I’m not as naturally exuberant as Muthu 2 or David about CS/Econ day, but I believe it and ML day were certainly successful.
At the CS/Econ day, I particularly enjoyed Toumas Sandholm’s talk which showed a commanding depth of understanding and application in automated auctions.
For the machine learning day, I enjoyed several talks and posters (I better, I helped pick them.). What stood out to me was number of people attending: 158 registered, a level qualifying as “scramble to find seats”. My rule of thumb for workshops/conferences is that the number of attendees is often something like the number of submissions. That isn’t the case here, where there were just 4 invited speakers and 30-or-so posters. Presumably, the difference is due to a critical mass of Machine Learning interested people in the area and the ease of their attendance.
Are there other areas where a local Machine Learning day would fly? It’s easy to imagine something working out in the San Francisco bay area and possibly Germany or England.

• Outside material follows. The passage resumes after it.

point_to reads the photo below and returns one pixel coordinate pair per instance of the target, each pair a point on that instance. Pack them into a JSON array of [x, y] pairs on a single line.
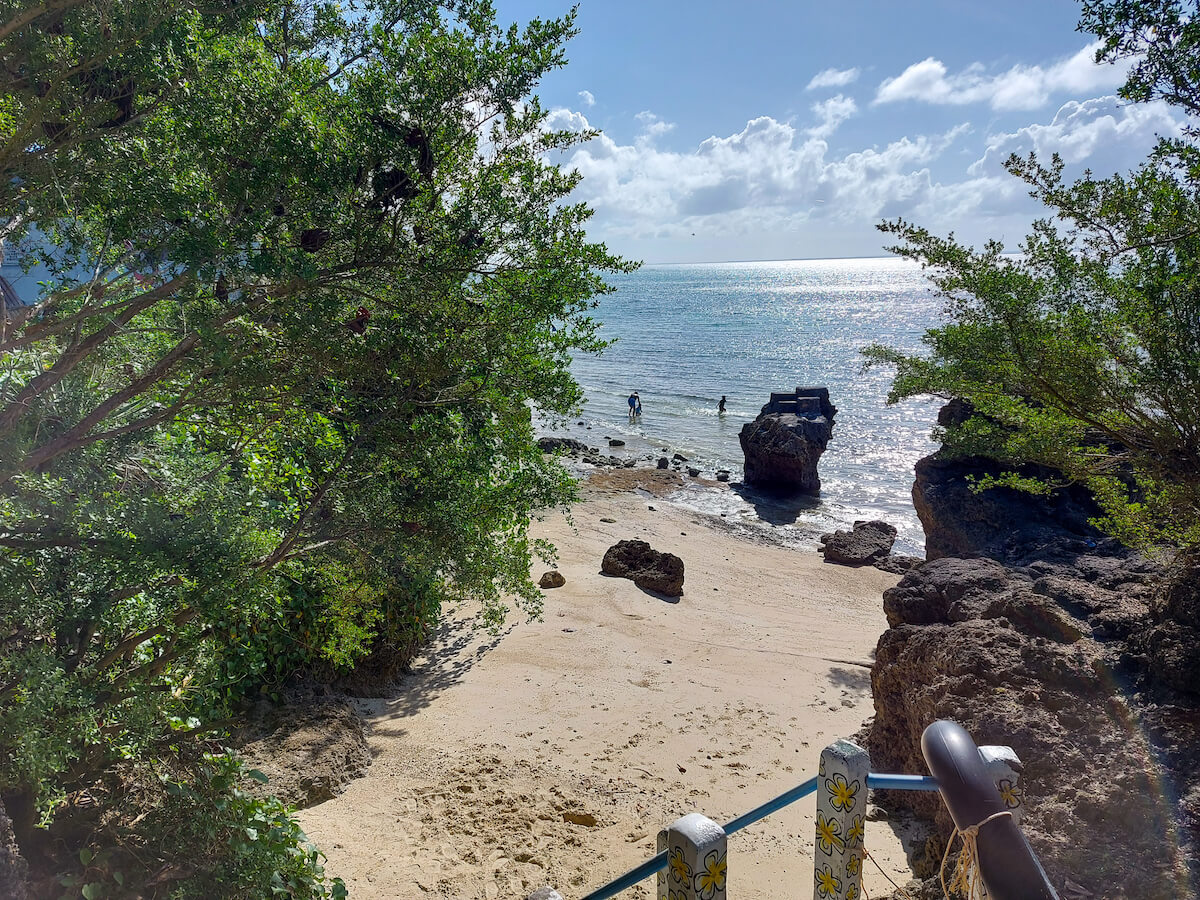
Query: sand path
[[553, 754]]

The basic formula for the ML day is a committee picks a few people to give talks, and posters are invited, with some of them providing short presentations. The CS/Econ day was similar, except they managed to let every submitter do a presentation. Are there tweaks to the format which would improve things?
Another event of similar quality is the student-run NESCAI colloquium. While it spans all fields of AI, I would say the majority of presentations are machine learning related. NESCAI invites more student presentations than ML day, so it typically runs parallel tracks. Tutorials are also available. Due to the nature of NESCAI, tutorials are typically given by senior graduate students.

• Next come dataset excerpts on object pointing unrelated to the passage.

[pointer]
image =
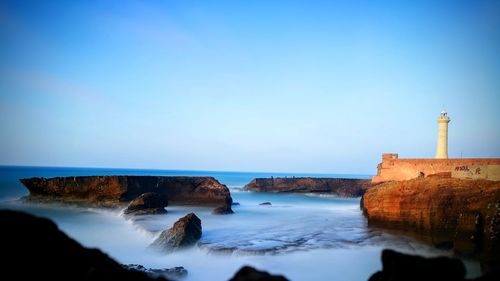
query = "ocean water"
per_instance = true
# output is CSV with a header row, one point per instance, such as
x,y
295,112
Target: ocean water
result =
x,y
302,236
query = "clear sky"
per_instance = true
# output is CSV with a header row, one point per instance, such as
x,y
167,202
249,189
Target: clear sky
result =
x,y
294,86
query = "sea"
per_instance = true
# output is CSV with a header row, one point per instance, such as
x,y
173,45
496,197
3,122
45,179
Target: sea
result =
x,y
305,237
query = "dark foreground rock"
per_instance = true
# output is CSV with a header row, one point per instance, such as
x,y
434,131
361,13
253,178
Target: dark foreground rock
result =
x,y
464,214
185,232
339,187
35,249
402,267
248,273
398,266
113,190
149,203
175,273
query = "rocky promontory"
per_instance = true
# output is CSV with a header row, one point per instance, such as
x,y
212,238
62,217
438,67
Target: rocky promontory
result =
x,y
185,232
113,190
340,187
463,214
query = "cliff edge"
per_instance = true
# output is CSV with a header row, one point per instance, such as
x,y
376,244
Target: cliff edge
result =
x,y
464,214
340,187
112,190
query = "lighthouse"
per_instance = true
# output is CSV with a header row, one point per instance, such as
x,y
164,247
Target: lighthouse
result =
x,y
442,148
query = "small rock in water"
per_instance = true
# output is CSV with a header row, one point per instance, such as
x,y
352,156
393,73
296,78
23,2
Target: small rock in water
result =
x,y
175,273
223,210
149,203
248,273
185,232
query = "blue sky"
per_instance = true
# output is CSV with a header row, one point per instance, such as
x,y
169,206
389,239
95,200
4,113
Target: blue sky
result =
x,y
294,86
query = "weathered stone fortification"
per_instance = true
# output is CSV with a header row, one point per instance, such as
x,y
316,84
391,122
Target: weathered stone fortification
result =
x,y
340,187
462,213
393,168
111,190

I really enjoyed the NY ML Day, too. Thanks for helping organize it. I was stunned by the number of participants and posters, and the overall quality of the presentations. Not to mention the stunning view from the 40th floor.

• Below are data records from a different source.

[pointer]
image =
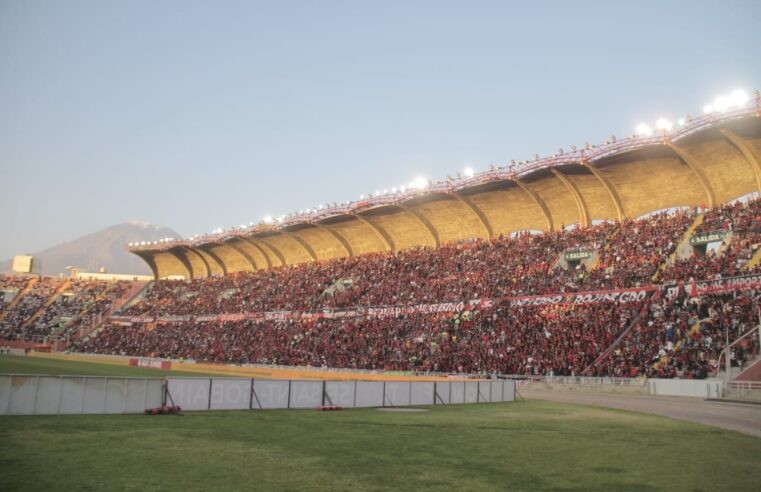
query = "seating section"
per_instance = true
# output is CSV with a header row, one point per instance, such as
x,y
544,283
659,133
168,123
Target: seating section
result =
x,y
672,332
53,307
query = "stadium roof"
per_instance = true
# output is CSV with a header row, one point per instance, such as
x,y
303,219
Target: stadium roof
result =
x,y
704,161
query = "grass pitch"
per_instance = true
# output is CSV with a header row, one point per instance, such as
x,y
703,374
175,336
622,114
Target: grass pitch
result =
x,y
525,445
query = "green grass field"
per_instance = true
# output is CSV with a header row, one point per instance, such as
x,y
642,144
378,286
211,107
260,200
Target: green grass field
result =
x,y
524,445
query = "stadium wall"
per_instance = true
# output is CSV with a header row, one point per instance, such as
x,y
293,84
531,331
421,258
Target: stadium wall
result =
x,y
196,394
46,395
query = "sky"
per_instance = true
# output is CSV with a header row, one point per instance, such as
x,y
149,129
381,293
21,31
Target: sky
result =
x,y
200,115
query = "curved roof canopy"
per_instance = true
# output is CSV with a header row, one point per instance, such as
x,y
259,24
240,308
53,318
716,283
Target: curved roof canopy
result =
x,y
709,161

The diversity of interests and the theory/practice balance was nice, too.
I think good participation in the poster session was largely due to three factors: the 2-page submission format, allowing previously or to-be published work, and the day-trip nature of the workshop. The barrier to submission didn’t require committing to a trip to Vancouver or writing a novel 8-page paper.
I was surprised how much I enjoyed the students’ speed talks (5 minutes each or so); I hate the speed format at speech confs like ICSLP. It’d have been nice to have all the posters present, because standing by my poster, I didn’t see as much as I’d have liked.
Overall, a slightly earlier start and a morning break would’ve been nice — the session before lunch was brutally long. But then I only went one stop on the subway rather than commuting here from Princeton or Cornell!